Am ehesten sind die spanischen Sozialisten wohl mit ihren französischen Genossen zu vergleichen. Als sie 1982 an die Regierung kamen, wurden in Spanien Freudentänze veranstaltet. Die haushohe Mehrheit schien die Tore für eine neue, linke Politik im Land zu öffnen. Doch auf die Tänze folgte der Kater, denn diese Sozialisten gingen, nach anfänglichen linken Schlenkern, rapide zu einer neoliberalen Wirtschaftspolitik über, deren negative Auswirkungen auf die Mehrzahl der Beschäftigten während der Jahre des Wirtschaftsbooms zwar verdeckt wurden, jedoch seit der zunehmenden Rezession seit vergangenem Jahr überdeutlich zutage treten.

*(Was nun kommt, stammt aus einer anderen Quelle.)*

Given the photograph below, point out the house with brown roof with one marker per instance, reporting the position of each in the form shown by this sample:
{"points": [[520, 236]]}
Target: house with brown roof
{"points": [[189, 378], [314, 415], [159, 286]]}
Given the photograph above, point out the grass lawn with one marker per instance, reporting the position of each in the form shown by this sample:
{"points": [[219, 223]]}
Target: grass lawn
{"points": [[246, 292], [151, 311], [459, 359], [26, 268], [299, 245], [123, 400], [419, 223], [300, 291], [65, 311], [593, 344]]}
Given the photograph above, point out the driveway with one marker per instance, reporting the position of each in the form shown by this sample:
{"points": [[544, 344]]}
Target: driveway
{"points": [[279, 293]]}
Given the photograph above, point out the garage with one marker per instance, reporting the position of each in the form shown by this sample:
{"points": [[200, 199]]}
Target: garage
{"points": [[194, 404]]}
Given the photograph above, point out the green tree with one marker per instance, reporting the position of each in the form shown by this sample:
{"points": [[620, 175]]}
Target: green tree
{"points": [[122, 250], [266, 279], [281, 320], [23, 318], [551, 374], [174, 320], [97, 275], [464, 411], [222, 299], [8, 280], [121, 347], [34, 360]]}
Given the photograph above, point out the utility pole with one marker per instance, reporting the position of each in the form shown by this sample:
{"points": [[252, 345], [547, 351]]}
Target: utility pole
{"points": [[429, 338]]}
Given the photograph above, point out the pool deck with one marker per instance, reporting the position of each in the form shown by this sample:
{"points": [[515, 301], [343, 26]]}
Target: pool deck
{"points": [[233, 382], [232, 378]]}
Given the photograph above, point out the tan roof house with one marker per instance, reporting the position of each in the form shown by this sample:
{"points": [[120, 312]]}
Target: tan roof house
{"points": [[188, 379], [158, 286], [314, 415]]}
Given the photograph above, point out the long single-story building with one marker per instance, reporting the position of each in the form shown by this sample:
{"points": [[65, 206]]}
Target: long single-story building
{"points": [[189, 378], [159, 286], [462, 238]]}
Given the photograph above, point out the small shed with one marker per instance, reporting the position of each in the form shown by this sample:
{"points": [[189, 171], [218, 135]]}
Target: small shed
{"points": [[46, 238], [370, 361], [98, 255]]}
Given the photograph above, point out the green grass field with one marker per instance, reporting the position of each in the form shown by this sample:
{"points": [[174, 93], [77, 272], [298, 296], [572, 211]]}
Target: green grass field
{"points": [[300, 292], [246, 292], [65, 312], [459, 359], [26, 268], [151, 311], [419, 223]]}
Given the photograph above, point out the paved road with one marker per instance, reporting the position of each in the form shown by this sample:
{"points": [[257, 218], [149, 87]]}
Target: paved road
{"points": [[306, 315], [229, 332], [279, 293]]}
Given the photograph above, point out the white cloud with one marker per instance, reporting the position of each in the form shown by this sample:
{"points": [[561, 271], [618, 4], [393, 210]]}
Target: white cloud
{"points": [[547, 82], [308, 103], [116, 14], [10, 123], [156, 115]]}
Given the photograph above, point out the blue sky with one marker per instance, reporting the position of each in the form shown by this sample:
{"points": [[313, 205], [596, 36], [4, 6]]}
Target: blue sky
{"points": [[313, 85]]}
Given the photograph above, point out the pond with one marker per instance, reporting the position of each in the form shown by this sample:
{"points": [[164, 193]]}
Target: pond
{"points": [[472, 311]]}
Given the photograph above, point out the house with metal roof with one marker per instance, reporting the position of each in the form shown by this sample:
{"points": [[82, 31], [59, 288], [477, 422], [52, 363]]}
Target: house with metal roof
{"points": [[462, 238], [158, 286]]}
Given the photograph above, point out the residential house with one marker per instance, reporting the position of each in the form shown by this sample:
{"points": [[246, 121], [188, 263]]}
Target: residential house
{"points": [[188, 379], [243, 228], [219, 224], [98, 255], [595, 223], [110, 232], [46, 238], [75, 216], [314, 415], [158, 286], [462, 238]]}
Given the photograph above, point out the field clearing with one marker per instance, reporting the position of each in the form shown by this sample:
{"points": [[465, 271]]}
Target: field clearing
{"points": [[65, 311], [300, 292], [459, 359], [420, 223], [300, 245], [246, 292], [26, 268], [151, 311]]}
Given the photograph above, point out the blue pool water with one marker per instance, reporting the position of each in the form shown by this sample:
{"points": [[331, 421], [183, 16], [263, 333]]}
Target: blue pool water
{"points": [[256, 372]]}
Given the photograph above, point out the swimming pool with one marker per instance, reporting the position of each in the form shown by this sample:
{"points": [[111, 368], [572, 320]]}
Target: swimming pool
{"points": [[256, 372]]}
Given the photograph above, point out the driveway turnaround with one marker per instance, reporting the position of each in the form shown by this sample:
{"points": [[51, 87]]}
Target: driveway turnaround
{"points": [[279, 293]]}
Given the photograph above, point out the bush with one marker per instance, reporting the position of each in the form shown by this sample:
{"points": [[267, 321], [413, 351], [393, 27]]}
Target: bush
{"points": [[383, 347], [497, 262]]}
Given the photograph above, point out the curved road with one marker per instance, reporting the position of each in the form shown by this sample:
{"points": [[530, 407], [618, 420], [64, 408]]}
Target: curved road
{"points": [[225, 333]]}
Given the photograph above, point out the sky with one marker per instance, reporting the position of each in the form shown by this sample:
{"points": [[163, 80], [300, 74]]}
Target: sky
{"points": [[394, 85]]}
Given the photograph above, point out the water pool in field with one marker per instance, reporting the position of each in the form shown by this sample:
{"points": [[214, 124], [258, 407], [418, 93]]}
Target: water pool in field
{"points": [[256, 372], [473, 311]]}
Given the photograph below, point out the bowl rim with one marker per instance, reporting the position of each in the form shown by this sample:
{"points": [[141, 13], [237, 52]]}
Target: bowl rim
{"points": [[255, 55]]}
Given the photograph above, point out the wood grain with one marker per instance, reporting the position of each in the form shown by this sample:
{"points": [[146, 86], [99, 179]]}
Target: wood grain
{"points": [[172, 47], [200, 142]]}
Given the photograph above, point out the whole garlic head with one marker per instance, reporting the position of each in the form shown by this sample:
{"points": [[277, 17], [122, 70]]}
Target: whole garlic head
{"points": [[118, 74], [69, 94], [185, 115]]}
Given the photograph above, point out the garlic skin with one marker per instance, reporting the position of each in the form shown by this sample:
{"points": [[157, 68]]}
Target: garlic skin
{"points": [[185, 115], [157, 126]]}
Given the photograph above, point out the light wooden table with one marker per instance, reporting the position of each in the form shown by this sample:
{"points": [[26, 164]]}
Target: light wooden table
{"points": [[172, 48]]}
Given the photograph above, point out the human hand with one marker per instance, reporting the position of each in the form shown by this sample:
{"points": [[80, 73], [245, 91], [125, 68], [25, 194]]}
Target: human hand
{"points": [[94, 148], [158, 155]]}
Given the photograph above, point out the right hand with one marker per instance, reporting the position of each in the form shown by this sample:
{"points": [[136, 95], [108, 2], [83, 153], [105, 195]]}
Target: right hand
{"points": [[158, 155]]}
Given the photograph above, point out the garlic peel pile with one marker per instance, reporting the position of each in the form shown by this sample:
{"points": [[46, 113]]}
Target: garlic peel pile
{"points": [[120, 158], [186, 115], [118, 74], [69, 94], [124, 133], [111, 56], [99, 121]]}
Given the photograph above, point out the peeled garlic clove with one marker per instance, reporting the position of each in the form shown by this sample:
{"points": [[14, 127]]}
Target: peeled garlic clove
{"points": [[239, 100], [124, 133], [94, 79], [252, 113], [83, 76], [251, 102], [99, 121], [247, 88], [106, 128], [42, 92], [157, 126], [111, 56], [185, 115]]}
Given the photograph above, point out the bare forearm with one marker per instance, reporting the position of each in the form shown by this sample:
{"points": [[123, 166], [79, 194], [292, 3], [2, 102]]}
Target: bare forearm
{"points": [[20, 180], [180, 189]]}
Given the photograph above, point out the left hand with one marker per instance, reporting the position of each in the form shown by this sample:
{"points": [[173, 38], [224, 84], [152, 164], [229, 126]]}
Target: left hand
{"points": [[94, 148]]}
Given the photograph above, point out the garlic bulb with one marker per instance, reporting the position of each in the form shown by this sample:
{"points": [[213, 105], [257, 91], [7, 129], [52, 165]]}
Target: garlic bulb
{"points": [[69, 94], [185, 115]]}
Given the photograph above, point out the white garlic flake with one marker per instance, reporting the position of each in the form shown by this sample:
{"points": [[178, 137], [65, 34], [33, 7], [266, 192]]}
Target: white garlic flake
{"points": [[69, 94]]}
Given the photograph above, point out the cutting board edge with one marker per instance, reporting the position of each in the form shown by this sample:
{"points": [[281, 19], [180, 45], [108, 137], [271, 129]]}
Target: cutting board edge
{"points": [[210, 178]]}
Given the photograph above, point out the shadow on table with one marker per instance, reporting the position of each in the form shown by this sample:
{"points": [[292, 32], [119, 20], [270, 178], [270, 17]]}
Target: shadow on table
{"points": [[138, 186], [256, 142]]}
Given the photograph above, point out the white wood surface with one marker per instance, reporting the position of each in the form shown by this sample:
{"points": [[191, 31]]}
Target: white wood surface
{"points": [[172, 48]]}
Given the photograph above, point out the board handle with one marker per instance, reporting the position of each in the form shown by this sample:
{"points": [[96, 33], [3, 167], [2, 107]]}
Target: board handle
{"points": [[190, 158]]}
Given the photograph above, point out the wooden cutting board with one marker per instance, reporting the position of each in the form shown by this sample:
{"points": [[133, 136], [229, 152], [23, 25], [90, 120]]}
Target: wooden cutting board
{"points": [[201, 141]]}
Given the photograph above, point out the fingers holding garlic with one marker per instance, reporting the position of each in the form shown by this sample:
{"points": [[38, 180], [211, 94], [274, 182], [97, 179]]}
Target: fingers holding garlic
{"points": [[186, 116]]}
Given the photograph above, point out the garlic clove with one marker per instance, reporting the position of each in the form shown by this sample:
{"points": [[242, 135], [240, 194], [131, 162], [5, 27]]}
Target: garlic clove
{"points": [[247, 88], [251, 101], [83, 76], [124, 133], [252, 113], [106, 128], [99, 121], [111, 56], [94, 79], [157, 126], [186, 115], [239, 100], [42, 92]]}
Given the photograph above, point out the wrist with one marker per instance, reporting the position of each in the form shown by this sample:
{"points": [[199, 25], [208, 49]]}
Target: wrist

Der Verrat der Sozialisten an ihren Wählern in Sachen Nato-Beitritt, die zunehmende Ausrichtung an rechten Regierungen wie der bundesdeutschen gingen einher mit einem geradezu zwanghaften Streben der ehemaligen Linken nach Selbstbereicherung. Korruption und Klientelwirtschaft, während des Frankismus bestimmten Schichten vorbehalten, sind heute in Spanien die Regel.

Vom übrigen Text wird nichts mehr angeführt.